Nous sommes en 1834, sous la jeune Monarchie de Juillet, peu de temps après la révolution de 1830. La France est toujours en ébullition, des émeutes éclatent encore ci et là, comme celle des canuts à Lyon. Le pouvoir réprime durement, de peur qu’une nouvelle vague révolutionnaire ne submerge le pays. De peur, surtout, que Paris bascule à son tour et emporte tout sur son passage. La répression doit être et sera impitoyable.

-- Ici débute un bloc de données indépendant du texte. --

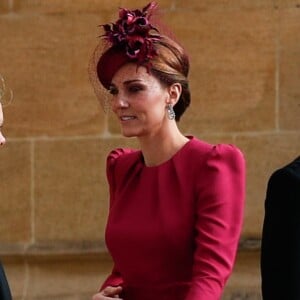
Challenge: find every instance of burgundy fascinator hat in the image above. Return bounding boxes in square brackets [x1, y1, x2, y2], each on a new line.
[89, 2, 160, 103]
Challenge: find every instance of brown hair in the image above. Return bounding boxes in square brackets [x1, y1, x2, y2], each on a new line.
[151, 36, 191, 121]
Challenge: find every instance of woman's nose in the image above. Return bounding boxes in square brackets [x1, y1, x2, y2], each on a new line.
[113, 95, 129, 108]
[0, 131, 5, 146]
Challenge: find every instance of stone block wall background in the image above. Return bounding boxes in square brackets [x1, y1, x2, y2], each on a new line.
[0, 0, 300, 300]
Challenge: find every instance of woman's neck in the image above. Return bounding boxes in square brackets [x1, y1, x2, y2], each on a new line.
[139, 125, 189, 167]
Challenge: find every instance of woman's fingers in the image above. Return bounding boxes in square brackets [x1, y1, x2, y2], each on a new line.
[92, 286, 122, 300]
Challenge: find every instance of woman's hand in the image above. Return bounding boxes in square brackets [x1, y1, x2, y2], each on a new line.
[92, 286, 122, 300]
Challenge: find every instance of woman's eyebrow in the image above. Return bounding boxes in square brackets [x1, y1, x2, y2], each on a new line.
[123, 79, 142, 85]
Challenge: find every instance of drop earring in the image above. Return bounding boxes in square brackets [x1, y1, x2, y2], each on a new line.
[167, 103, 176, 120]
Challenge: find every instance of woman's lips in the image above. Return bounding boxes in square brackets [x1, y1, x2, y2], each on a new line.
[120, 116, 136, 121]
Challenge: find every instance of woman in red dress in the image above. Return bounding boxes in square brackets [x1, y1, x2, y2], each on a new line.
[90, 2, 245, 300]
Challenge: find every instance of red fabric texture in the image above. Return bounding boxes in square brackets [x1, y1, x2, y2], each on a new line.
[102, 137, 245, 300]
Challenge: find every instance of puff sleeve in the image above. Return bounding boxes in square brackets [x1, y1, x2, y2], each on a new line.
[185, 144, 245, 300]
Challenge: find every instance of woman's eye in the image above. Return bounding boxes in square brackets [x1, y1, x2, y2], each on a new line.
[109, 87, 118, 95]
[128, 85, 143, 93]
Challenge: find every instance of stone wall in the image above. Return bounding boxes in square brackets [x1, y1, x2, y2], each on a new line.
[0, 0, 300, 300]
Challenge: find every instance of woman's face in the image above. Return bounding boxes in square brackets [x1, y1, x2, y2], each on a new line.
[110, 63, 169, 137]
[0, 103, 5, 146]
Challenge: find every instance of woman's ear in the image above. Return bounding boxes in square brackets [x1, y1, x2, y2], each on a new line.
[167, 82, 182, 106]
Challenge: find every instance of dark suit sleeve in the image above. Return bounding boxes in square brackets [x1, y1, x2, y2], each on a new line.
[261, 167, 300, 300]
[0, 263, 12, 300]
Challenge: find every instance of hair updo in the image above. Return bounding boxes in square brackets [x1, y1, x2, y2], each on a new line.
[150, 36, 191, 121]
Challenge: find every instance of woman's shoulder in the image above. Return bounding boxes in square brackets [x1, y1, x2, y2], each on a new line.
[189, 137, 244, 161]
[107, 148, 140, 168]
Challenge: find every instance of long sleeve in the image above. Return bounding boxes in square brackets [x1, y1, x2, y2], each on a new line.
[100, 148, 131, 290]
[185, 145, 245, 300]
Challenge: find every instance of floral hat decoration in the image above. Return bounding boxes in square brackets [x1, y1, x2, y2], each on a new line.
[89, 2, 160, 106]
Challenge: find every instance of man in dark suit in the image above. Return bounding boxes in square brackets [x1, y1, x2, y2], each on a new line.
[261, 156, 300, 300]
[0, 79, 12, 300]
[0, 263, 12, 300]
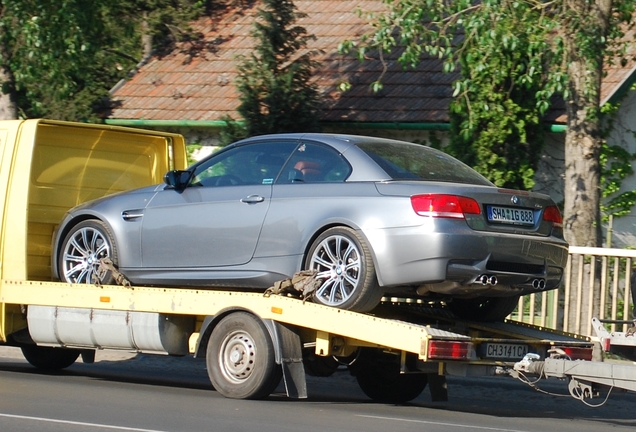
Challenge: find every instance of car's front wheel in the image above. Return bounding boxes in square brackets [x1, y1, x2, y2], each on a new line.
[305, 227, 383, 312]
[448, 295, 519, 322]
[58, 220, 117, 285]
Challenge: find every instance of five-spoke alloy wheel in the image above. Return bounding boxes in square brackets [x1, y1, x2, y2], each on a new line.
[305, 227, 383, 312]
[58, 220, 117, 285]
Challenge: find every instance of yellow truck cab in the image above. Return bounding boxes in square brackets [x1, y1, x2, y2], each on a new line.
[0, 119, 187, 343]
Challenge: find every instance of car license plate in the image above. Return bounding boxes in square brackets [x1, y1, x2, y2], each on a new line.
[486, 343, 528, 359]
[488, 206, 534, 225]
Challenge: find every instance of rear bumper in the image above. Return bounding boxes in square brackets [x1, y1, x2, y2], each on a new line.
[364, 220, 568, 292]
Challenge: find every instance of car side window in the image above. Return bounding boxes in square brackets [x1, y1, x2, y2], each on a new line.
[277, 142, 351, 183]
[190, 141, 296, 186]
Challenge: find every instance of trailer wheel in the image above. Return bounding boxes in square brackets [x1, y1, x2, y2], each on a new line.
[58, 219, 117, 285]
[20, 345, 80, 371]
[206, 312, 283, 399]
[305, 227, 384, 312]
[448, 296, 519, 322]
[351, 357, 428, 404]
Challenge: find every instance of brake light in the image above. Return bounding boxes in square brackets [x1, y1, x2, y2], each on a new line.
[558, 347, 593, 361]
[411, 194, 481, 219]
[543, 206, 563, 228]
[428, 340, 475, 360]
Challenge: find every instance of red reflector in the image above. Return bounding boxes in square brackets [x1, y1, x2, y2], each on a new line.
[411, 194, 481, 219]
[543, 206, 563, 228]
[428, 340, 475, 360]
[558, 347, 592, 360]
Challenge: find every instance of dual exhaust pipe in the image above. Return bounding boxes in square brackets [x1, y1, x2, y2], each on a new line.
[532, 279, 545, 290]
[475, 274, 545, 290]
[476, 275, 498, 286]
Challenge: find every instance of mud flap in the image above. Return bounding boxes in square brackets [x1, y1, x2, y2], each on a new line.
[263, 320, 307, 399]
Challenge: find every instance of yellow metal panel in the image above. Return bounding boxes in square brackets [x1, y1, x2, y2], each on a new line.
[0, 280, 428, 355]
[316, 331, 331, 356]
[0, 119, 187, 342]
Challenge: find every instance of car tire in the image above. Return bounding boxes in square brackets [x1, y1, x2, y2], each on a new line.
[448, 296, 520, 322]
[58, 220, 117, 285]
[206, 312, 283, 399]
[350, 355, 428, 404]
[305, 227, 384, 312]
[20, 345, 80, 371]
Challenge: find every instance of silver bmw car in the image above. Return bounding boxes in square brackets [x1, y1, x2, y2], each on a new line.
[52, 134, 568, 320]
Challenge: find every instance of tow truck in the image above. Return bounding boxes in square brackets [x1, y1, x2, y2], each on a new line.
[0, 119, 636, 403]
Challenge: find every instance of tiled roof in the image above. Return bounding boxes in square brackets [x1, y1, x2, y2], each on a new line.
[110, 0, 631, 123]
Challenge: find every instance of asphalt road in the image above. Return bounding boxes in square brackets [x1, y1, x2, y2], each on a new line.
[0, 347, 636, 432]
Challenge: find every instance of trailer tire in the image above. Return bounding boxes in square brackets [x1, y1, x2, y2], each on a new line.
[58, 219, 118, 285]
[448, 296, 519, 322]
[206, 312, 283, 399]
[352, 352, 428, 404]
[20, 345, 80, 371]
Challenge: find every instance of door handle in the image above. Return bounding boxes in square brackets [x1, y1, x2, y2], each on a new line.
[241, 195, 265, 204]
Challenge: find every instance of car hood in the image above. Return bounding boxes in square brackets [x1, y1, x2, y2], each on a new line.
[65, 184, 165, 213]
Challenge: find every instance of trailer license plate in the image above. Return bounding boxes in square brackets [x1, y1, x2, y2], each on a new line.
[486, 343, 528, 359]
[487, 206, 534, 225]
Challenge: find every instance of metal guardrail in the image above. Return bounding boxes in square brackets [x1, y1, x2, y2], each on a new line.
[509, 246, 636, 336]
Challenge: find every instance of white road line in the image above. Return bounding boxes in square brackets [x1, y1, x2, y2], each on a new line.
[0, 413, 165, 432]
[356, 414, 526, 432]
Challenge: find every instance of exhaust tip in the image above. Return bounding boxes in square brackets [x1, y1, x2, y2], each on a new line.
[532, 279, 545, 290]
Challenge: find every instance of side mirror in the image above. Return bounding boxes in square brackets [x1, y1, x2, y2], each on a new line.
[163, 170, 192, 191]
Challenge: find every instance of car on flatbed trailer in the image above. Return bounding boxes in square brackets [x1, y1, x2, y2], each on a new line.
[52, 133, 567, 321]
[0, 120, 632, 402]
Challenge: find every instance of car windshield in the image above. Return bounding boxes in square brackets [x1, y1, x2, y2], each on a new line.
[358, 141, 492, 186]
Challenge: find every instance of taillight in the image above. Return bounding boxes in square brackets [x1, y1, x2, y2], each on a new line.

Voilà le contexte historique de l’excellent roman de Jérôme Chantreau, L’Affaire de la rue Transnonain, paru aux éditions La Tribu.

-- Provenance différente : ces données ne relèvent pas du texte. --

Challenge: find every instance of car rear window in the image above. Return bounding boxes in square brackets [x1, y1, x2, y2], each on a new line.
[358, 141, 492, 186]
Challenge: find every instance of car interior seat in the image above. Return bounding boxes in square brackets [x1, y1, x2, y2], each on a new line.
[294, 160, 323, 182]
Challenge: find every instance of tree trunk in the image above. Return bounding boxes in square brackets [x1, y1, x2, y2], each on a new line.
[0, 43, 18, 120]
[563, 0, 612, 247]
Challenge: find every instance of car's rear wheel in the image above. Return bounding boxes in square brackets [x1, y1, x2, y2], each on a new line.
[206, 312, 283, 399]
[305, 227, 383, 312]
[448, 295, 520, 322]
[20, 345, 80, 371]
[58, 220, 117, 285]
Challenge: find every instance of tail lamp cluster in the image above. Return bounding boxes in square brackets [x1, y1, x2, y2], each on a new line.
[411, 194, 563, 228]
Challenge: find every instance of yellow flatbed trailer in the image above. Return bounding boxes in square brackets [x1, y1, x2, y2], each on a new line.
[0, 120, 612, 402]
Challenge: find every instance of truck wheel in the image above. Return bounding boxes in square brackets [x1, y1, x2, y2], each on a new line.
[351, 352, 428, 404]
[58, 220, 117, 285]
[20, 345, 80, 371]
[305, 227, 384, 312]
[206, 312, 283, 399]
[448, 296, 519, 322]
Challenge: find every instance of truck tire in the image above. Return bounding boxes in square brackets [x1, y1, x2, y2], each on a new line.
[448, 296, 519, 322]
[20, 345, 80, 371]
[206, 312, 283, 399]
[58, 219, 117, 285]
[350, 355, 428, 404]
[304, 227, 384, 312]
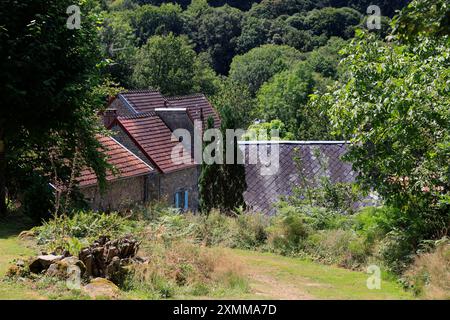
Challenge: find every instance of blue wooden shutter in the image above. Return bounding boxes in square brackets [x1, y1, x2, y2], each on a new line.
[184, 190, 189, 210]
[175, 192, 180, 208]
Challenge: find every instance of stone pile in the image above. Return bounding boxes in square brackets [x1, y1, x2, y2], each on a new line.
[11, 236, 147, 285]
[78, 237, 145, 282]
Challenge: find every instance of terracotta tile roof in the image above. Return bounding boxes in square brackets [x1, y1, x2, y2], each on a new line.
[116, 112, 195, 173]
[77, 136, 154, 187]
[167, 94, 220, 128]
[120, 89, 167, 113]
[240, 141, 366, 214]
[119, 89, 220, 128]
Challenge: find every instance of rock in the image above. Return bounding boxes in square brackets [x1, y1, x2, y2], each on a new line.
[45, 261, 67, 279]
[61, 256, 86, 276]
[29, 254, 63, 273]
[19, 230, 36, 240]
[83, 278, 120, 299]
[16, 259, 25, 268]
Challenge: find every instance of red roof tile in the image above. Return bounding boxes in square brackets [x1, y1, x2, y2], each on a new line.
[121, 89, 167, 113]
[117, 113, 195, 173]
[120, 89, 220, 128]
[167, 94, 220, 128]
[78, 136, 154, 187]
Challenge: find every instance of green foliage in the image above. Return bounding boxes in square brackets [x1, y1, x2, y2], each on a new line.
[257, 63, 314, 138]
[232, 212, 269, 250]
[133, 33, 220, 95]
[393, 0, 450, 42]
[185, 2, 242, 74]
[100, 10, 137, 86]
[267, 206, 310, 255]
[230, 45, 302, 96]
[211, 78, 256, 128]
[296, 7, 361, 39]
[131, 3, 184, 45]
[0, 0, 111, 218]
[306, 37, 346, 79]
[242, 119, 294, 141]
[328, 29, 450, 242]
[199, 95, 247, 214]
[305, 229, 370, 269]
[33, 211, 139, 249]
[249, 0, 313, 19]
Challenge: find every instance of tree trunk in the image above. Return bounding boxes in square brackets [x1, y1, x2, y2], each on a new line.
[0, 137, 6, 217]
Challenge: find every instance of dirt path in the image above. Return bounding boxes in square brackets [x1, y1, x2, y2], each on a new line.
[226, 249, 411, 300]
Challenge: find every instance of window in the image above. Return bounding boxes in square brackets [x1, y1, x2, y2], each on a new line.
[175, 190, 189, 211]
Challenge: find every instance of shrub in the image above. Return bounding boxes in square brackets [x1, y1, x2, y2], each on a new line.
[405, 238, 450, 299]
[195, 210, 236, 247]
[232, 213, 269, 249]
[298, 205, 353, 230]
[354, 207, 397, 243]
[305, 229, 370, 269]
[376, 230, 416, 274]
[268, 206, 309, 255]
[123, 240, 248, 298]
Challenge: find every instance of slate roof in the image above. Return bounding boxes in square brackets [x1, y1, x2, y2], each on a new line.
[113, 112, 195, 173]
[240, 141, 356, 215]
[77, 136, 154, 187]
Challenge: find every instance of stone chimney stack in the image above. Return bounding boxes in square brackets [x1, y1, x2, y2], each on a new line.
[103, 109, 117, 128]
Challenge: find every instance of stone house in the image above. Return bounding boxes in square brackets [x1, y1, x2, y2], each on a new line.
[91, 90, 220, 211]
[78, 136, 155, 211]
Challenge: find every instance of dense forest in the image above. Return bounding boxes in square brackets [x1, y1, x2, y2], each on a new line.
[0, 0, 450, 298]
[95, 0, 407, 139]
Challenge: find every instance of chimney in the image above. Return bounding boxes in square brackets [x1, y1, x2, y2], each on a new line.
[103, 109, 117, 128]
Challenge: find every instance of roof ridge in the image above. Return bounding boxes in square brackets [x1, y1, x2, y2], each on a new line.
[120, 88, 162, 95]
[117, 111, 157, 120]
[164, 93, 206, 100]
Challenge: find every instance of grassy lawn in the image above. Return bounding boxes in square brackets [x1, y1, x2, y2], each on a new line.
[0, 221, 41, 300]
[0, 223, 412, 299]
[229, 250, 413, 299]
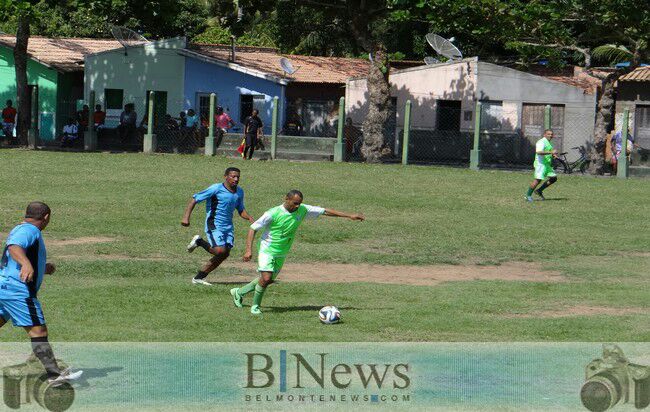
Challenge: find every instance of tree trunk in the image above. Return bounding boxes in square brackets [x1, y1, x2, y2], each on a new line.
[14, 14, 32, 145]
[361, 45, 391, 163]
[589, 73, 620, 175]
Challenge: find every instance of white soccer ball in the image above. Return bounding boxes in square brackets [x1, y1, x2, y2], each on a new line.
[318, 306, 341, 325]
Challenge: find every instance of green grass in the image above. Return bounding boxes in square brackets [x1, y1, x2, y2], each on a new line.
[0, 150, 650, 341]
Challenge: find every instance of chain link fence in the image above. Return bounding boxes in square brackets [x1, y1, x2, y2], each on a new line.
[398, 104, 594, 169]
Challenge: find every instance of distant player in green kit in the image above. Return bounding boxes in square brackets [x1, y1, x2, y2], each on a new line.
[230, 190, 365, 315]
[526, 129, 557, 202]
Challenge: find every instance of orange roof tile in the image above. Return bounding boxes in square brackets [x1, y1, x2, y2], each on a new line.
[188, 44, 369, 84]
[618, 66, 650, 82]
[0, 35, 122, 72]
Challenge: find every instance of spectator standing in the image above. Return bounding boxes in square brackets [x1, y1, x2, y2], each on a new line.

Cette rue parisienne qui n’existe plus (elle correspondrait aujourd’hui à une partie de la rue Beaubourg) abritait un immeuble où, le 14 avril 1834, l’armée de Louis-Philippe massacra hommes et femmes, enfants et vieillards. Selon la thèse officielle, un capitaine d’infanterie aurait été blessé par un coup de feu tiré depuis une fenêtre près d’une barricade de la rue Transnonain – ce qui ne fut jamais été prouvé. En représailles, douze occupants de l’immeuble d’où le tir serait parti sont massacrés, d’autres violentés, dont quatre grièvement. Aucune des victimes n’était armée. Toutes et tous étaient issus de milieux modestes, pour la plupart artisans.

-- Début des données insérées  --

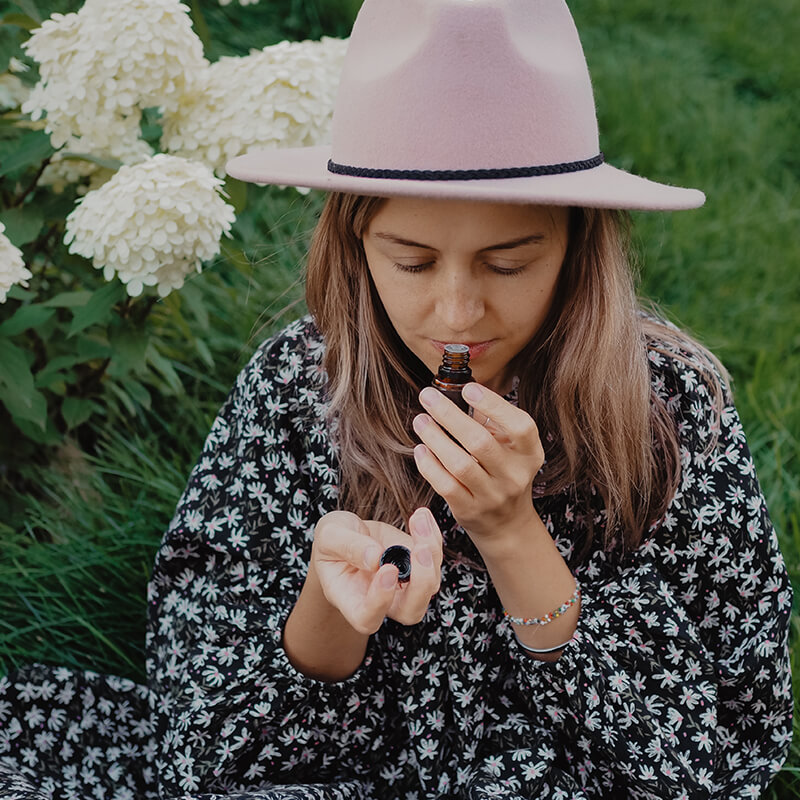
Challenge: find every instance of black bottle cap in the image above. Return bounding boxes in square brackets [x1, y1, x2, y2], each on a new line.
[381, 544, 411, 583]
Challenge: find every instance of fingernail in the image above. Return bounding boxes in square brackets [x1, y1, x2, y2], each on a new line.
[419, 386, 442, 408]
[414, 414, 431, 430]
[378, 569, 397, 589]
[364, 545, 381, 569]
[414, 511, 433, 536]
[461, 383, 483, 403]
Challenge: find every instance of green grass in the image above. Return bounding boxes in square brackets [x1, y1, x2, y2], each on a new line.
[0, 0, 800, 798]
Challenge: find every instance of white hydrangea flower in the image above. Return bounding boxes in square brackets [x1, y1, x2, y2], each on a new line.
[0, 74, 31, 109]
[0, 222, 33, 303]
[64, 154, 235, 297]
[161, 37, 347, 176]
[22, 0, 207, 155]
[8, 56, 30, 72]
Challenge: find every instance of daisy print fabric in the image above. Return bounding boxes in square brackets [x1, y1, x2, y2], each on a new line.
[0, 318, 792, 800]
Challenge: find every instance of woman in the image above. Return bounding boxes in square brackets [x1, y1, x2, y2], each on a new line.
[0, 0, 792, 798]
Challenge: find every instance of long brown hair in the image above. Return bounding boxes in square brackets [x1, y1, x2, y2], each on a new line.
[306, 193, 724, 548]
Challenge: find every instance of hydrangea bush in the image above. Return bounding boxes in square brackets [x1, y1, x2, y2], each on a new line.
[0, 0, 352, 473]
[64, 154, 234, 297]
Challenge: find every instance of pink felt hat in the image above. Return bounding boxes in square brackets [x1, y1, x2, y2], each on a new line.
[226, 0, 705, 210]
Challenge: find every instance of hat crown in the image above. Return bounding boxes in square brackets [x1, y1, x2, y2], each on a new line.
[332, 0, 599, 170]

L’affaire Transonain fit alors grand bruit et créa un grand émoi chez les Parisiens et dans tout le pays. On retrouve dans ce roman, solidement étayé de faits historiques, le Paris du xixe siècle, avec sa cohorte d’injustices et de misère. Adolphe Thiers, bien avant le massacre des Communards en 1871, est déjà aux manettes pour défendre à tout prix les intérêts de la bourgeoisie. Ministre de l’Intérieur, il n’hésite pas à inventer des faits pour mieux massacrer le peuple parisien. On y croise par ailleurs des personnages attachants, qui luttent pour leur survie. Portrait saisissant du Paris des années 1830, la sanglante « bavure », dénoncée par Daumier dans une lithographie célèbre fait ici l’objet d’un magnifique roman qu’on n’arrive pas à lâcher.